The last tool might be the most alluring to some small business owners, a simple-to-use email marketing tool that lets businesses create, send, and track email marketing campaigns.
The tool lets businesses create customer segments and track analytics about sent campaigns. Chief executive of Good Things Marketing Helen Ahrens told SmartCompany Microsoft’s move was likely trying to capture small businesses just starting out in the digital space.
“They’re starting to realise the market for SMEs is becoming incredibly diversified, and they’re trying to become the one-stop shop for small businesses,” she says.
Email marketing key for all businesses say experts
Even though some SME owners might think content marketing through newsletters and other email-based methods wouldn’t benefit their businesses, Ahrens says every company, no matter the size or type, should be looking into email marketing.
Ralph Grayden, content marketer at Antelope Media, agrees, but notes businesses should make sure the emails they send out are in line with the offerings of their business.
“A business that relies on people coming in and buying fried chicken might not be the best target for email marketing around becoming the thought leader in fried chicken, but weekly specials emails could work,” Grayden told SmartCompany.
“Businesses need to be quite flexible in their approach, and work out what resonates with your mailing list.”
The main issue for for many businesses thinking about email marketing is the amount of time it takes to set up and execute, says Grayden, claiming many SMEs don’t have the time or resources to do it regularly and let it fall by the wayside.

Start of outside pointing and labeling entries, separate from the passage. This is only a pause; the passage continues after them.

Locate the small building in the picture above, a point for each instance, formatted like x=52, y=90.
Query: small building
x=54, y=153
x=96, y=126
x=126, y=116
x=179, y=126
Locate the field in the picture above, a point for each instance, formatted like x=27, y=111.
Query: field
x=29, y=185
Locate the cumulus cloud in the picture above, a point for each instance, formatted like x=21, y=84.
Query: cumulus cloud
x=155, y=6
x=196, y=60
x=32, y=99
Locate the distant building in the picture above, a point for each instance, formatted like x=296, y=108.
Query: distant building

However, he notes it can be a cost-effective way for businesses to attract more customers, and outlined three ways for SMEs to get on board with email marketing if starting from scratch.
“Firstly, develop a strategy for the email. One of the main mistakes I see is SMEs jumping into it and sending out emails about anything.
“Secondly, segment your mailing list so you hit people with content relevant to them. If your emails miss the mark, people will unsubscribe or ignore them pretty quickly,” he says.
“Finally, be realistic about how often you can send it. People can get a bit revved up and start to think they can handle a couple of articles a week, but then they find they can’t handle the momentum.”